M. Chirac se propose de rassembler tous ceux qui entendent défendre les principes selon lui menacés de la Ve République. La stratégie du recours, qu'il a souvent niée, la voici clairement établie, mais elle n'est pas si simple à appliquer. Les responsables du R.P.R. se prévalent d'avoir été mieux à l'écoute de l'opinion que leurs partenaires de l'U.D.F. " Si on nous avait écoutés, nous n'en serions pas là ", dit M. Labbé. " Nous n'avons pas été entendus ", ajoute M. Pasqua. Soit. Toutefois, au premier tour, M Chirac s'est, malgré une campagne active, classé loin derrière M. Giscard d'Estaing, et, au second tour, la fidélité de l'électorat gaulliste à l'égard du président sortant n'a pas été telle qu'elle puisse susciter l'admiration et la reconnaissance.
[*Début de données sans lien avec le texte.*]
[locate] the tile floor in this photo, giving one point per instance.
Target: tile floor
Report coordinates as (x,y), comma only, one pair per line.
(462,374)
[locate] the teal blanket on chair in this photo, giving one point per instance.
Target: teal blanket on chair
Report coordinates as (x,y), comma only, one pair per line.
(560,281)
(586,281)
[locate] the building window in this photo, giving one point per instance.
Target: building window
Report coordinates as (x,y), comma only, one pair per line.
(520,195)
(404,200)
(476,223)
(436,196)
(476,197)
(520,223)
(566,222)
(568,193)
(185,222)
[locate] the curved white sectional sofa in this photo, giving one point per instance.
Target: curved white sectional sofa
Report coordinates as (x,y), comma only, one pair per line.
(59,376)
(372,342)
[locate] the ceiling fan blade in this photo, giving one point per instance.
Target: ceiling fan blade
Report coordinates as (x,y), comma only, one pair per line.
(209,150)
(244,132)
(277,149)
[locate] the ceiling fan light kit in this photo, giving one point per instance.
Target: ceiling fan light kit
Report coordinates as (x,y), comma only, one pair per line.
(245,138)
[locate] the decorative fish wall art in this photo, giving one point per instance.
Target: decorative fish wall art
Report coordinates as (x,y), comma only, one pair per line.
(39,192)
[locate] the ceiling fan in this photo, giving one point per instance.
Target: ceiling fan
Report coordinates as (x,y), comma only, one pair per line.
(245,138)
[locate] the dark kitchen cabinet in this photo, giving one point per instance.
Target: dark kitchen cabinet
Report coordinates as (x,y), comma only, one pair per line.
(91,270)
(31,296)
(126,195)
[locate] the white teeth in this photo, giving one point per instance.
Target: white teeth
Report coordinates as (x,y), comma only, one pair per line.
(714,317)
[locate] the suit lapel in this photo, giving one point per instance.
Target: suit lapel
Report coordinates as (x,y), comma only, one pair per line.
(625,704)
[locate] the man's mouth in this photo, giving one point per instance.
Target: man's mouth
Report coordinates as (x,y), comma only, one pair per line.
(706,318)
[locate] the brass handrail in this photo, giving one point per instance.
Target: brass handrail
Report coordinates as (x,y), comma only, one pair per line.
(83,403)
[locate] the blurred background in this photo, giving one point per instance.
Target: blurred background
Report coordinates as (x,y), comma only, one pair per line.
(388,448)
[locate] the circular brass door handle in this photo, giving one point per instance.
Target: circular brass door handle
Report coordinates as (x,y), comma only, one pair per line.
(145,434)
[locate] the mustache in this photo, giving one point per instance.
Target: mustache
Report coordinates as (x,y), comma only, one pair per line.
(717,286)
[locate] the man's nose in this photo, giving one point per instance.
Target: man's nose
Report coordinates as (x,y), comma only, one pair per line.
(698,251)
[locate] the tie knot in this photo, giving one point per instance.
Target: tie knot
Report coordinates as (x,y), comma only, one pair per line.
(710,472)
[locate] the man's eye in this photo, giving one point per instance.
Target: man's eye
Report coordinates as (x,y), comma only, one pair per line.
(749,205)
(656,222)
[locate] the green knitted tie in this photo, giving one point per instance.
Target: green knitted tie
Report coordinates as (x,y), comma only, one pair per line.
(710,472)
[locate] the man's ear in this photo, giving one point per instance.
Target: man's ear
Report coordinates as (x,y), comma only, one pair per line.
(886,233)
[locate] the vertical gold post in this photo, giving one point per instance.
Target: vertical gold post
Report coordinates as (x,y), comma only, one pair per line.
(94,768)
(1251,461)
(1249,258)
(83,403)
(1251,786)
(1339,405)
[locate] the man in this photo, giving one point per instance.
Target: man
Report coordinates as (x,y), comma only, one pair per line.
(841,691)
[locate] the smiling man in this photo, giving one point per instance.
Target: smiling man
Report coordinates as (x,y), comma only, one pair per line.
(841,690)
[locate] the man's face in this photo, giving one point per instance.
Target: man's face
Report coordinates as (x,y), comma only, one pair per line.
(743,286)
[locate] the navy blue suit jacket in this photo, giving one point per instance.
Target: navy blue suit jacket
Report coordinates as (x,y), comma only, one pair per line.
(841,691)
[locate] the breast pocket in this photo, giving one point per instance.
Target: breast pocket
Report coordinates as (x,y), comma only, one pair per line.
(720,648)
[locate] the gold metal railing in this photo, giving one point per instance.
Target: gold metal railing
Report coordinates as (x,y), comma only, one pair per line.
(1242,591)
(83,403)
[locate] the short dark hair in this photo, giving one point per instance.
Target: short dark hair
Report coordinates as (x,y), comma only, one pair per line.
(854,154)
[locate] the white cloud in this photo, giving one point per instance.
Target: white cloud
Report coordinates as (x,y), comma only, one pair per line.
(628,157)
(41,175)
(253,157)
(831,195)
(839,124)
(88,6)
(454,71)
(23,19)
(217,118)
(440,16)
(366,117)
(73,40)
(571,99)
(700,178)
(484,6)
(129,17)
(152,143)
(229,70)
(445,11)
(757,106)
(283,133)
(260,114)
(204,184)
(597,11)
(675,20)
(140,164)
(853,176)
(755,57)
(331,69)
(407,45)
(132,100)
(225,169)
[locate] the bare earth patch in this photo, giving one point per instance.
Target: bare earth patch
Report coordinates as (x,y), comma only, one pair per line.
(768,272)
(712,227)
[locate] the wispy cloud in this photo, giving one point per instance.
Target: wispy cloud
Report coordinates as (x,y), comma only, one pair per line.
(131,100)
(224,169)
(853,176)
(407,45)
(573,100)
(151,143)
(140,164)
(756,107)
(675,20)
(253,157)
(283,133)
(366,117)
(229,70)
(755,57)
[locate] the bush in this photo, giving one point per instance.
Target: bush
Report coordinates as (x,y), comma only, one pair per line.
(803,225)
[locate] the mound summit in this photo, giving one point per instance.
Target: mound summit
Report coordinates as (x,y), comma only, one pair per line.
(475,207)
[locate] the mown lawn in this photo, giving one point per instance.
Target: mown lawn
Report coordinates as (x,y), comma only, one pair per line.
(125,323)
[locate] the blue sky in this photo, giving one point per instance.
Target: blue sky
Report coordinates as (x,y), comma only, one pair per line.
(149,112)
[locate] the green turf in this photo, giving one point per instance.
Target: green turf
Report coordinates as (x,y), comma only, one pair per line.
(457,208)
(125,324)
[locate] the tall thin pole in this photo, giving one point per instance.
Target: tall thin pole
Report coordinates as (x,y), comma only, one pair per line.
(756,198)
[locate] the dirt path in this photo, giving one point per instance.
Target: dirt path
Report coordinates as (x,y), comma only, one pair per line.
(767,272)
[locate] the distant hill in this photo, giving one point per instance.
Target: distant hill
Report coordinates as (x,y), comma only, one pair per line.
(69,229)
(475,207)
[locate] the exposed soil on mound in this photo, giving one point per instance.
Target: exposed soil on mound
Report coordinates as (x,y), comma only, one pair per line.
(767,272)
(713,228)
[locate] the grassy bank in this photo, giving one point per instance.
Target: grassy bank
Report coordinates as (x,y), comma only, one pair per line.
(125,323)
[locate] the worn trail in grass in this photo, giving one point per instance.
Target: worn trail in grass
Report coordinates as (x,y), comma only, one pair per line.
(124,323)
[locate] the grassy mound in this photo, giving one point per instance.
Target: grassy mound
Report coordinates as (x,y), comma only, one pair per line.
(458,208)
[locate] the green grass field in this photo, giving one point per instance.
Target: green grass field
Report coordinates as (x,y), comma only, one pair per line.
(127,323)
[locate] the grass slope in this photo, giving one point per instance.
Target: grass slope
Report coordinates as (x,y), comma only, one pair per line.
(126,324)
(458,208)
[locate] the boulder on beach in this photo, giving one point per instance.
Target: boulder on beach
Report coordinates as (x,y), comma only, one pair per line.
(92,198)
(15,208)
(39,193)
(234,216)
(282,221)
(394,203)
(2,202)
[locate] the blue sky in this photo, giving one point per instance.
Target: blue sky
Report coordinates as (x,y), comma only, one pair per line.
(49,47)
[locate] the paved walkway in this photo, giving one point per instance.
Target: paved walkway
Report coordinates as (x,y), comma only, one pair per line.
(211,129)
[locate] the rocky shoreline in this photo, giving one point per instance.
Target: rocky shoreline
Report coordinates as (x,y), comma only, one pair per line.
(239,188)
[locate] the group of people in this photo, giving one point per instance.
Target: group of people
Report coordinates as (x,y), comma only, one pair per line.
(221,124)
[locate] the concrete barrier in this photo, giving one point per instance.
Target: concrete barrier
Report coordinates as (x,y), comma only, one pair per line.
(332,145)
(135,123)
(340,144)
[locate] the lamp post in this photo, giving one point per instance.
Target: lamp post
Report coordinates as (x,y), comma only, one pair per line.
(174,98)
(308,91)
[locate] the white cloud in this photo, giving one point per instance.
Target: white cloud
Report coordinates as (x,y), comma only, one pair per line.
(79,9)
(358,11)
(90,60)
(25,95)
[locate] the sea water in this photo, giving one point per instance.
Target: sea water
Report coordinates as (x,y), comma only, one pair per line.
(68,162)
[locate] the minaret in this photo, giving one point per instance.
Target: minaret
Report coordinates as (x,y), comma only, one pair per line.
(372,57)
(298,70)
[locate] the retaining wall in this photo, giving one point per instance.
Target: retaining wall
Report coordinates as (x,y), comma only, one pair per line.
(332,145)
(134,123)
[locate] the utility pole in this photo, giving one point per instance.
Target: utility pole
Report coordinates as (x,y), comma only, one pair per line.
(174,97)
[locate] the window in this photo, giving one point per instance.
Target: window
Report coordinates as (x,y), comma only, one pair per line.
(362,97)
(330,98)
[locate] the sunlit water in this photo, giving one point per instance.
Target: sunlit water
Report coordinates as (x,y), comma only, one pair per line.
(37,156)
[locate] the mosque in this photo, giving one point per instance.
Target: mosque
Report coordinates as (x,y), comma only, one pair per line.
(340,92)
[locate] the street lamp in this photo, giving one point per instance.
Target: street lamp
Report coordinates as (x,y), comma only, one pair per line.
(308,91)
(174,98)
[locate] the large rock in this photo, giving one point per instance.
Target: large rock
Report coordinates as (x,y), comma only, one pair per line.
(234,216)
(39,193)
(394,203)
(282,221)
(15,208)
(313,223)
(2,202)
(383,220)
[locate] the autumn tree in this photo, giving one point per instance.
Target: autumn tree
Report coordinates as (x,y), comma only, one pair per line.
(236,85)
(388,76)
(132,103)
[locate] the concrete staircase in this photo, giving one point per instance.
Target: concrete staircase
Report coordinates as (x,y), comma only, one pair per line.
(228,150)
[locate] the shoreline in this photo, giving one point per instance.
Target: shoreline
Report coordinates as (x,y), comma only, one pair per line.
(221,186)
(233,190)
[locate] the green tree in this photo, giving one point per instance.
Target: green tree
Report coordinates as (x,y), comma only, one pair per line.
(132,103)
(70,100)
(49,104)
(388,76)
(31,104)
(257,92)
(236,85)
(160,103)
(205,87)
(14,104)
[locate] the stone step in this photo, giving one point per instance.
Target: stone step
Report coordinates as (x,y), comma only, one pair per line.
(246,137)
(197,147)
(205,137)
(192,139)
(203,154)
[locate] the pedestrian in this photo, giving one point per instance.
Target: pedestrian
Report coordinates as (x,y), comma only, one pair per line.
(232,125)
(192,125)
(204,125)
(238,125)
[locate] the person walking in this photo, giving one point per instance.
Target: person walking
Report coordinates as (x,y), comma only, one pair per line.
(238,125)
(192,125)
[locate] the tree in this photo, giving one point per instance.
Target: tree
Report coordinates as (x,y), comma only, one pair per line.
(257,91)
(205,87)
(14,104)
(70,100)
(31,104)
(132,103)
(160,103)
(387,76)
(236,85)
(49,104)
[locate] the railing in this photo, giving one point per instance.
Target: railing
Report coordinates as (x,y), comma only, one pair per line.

Si M. Pasqua pense que le R.P.R. sera au premier rang du prochain combat, si M. Chinaud estime que l'U.D.F. reste " la première force politique de l'opposition ", plusieurs autres dirigeants de la " majorité sortie ", MM. Lecanuet, Deniau, Blanc et Poniatowski, qui trouveront un écho favorable chez certains gaullistes proches du giscardisme, jugent que le seul moyen de faire contrepoids à la gauche est de se retrouver pour gagner les législatives. L'avantage de M. Chirac, en la circonstance, est d'être plus disponible que M. Giscard d'Estaing pour conduire ou participer au premier rang à ce nouveau combat électoral.

La droite a souvent prouvé qu'elle savait oublier ses querelles quand l'essentiel, c'est-à-dire le pouvoir, était en jeu. Elle n'a pas su le conserver ; saura-t-elle le reprendre avec deux postulants " en réserve de la République ", et qui n'ont peut-être pas fini d'en découdre ne serait-ce que par personne interposée, comme le prouve le sévère jugement que M. Barre a porté lundi matin sur M. Chirac ?

Le paradoxe est qu'au moment où l’évolution de la gauche favorise le courant social démocrate celle de la droite qui privilégie la domination du courant libéral - cet autre pôle de l'alternance - se trouve contrecarrée. M. Giscard d'Estaing a perdu, outre son poste, le pari qu'il avait fait sur l'analyse de la société française. Il regardait la France au fond des yeux mais il ne la voyait pas telle qu'elle est.